The U.S. Senate held a hearing earlier this month into the effect of Instagram on young users.
“Legislators and politicians are sufficiently smart to not be fooled by a rebranding,” said James Cordwell, an internet analyst at Atlantic Equities, Reuters reported.
Renaming can be an effective strategy to allow subsidiary brands to maintain their own reputations, said Marisa Mulvihill, head of brand and activation at Prophet, a branding and marketing consultancy. But the media and regulators “are not going to stop investigating or creating reforms just because you rebranded,” she added.

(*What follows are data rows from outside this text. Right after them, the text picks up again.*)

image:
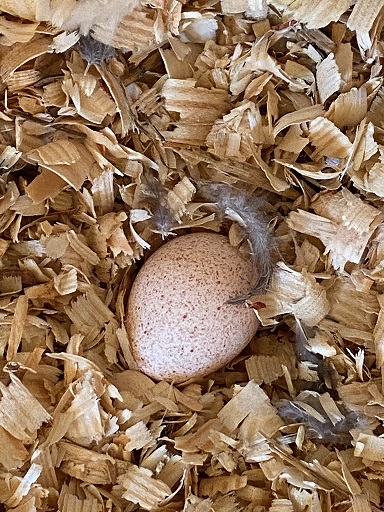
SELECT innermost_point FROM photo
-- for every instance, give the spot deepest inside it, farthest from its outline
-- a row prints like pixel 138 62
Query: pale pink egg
pixel 179 322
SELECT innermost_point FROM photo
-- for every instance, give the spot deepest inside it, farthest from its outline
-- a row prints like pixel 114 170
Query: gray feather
pixel 250 211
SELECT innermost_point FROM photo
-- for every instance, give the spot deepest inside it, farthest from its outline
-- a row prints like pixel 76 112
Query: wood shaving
pixel 114 115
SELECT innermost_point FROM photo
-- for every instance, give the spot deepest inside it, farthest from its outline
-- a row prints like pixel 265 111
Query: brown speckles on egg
pixel 179 323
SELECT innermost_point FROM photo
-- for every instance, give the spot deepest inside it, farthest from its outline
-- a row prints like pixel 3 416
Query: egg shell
pixel 178 320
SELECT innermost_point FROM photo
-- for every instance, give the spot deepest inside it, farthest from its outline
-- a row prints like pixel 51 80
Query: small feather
pixel 93 51
pixel 154 197
pixel 249 211
pixel 324 431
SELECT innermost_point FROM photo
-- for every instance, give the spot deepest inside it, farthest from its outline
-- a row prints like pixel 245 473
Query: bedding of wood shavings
pixel 279 96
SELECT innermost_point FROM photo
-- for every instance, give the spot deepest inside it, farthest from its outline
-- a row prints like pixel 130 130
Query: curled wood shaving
pixel 139 486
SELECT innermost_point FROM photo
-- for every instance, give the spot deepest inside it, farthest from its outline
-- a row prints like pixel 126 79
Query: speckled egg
pixel 179 322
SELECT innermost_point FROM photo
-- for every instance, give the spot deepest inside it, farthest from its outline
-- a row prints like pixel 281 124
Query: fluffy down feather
pixel 249 211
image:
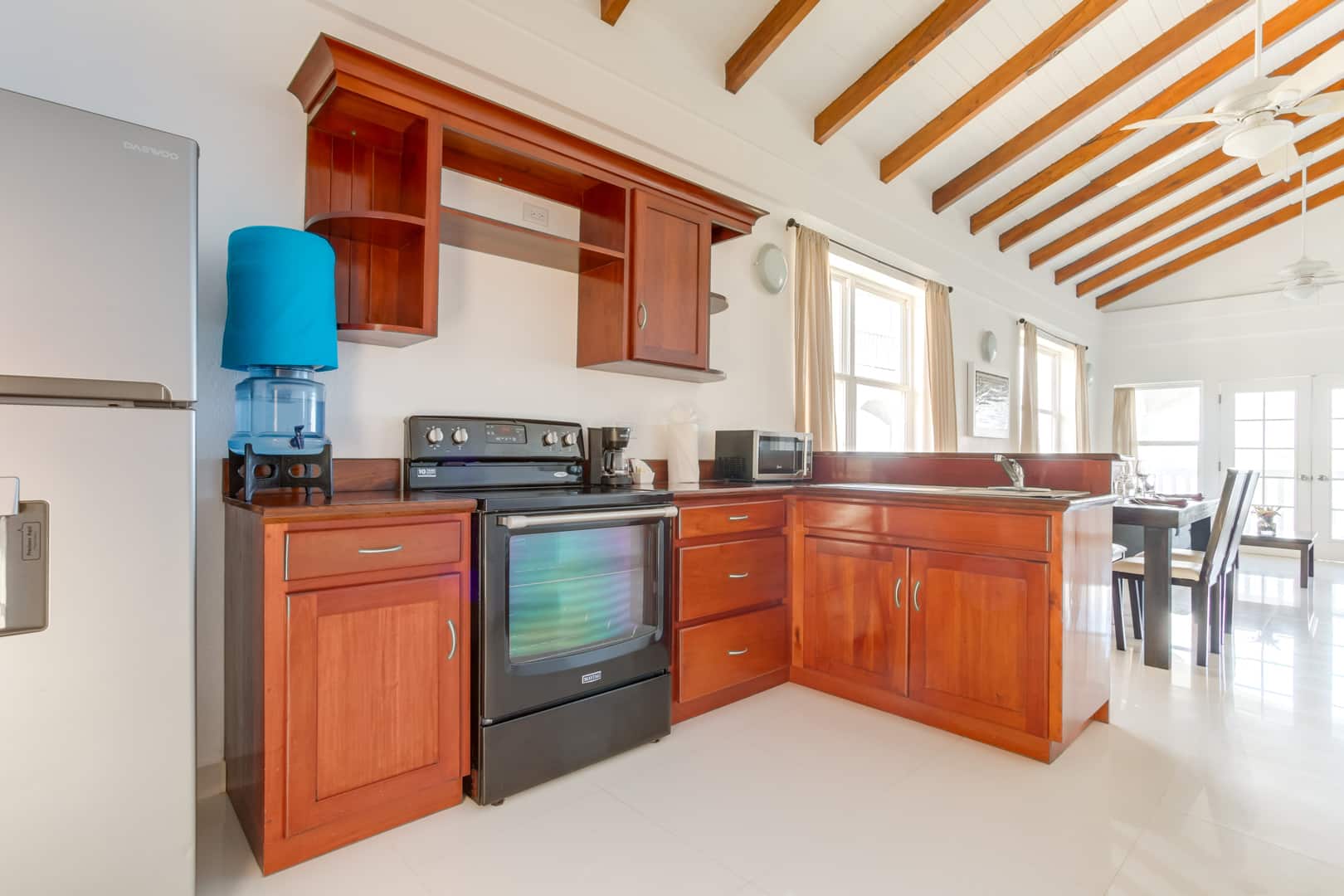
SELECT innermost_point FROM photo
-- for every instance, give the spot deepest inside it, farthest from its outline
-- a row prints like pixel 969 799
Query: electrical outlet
pixel 537 215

The new parent company name could reflect Facebook’s focus on building the ‘metaverse,’ The Verge reported, referring to a proposed digital world where people can use different devices to move and communicate in a virtual environment.
It could also prevent a possible negative perception around the name from affecting WhatsApp, the messaging app used by nearly 2 billion people globally, and Oculus, its virtual reality brand, experts said.
Facebook will continue to confront the same pressures even after a rebrand, the experts said.
“I don’t think it’s going to help Facebook mitigate regulators’ scrutiny or the general ’s_skepticism, if not distrust,” said Natasha Jen, a partner at Pentagram, a design studio that does advertising and communication work. “Trust is something you need to earn.”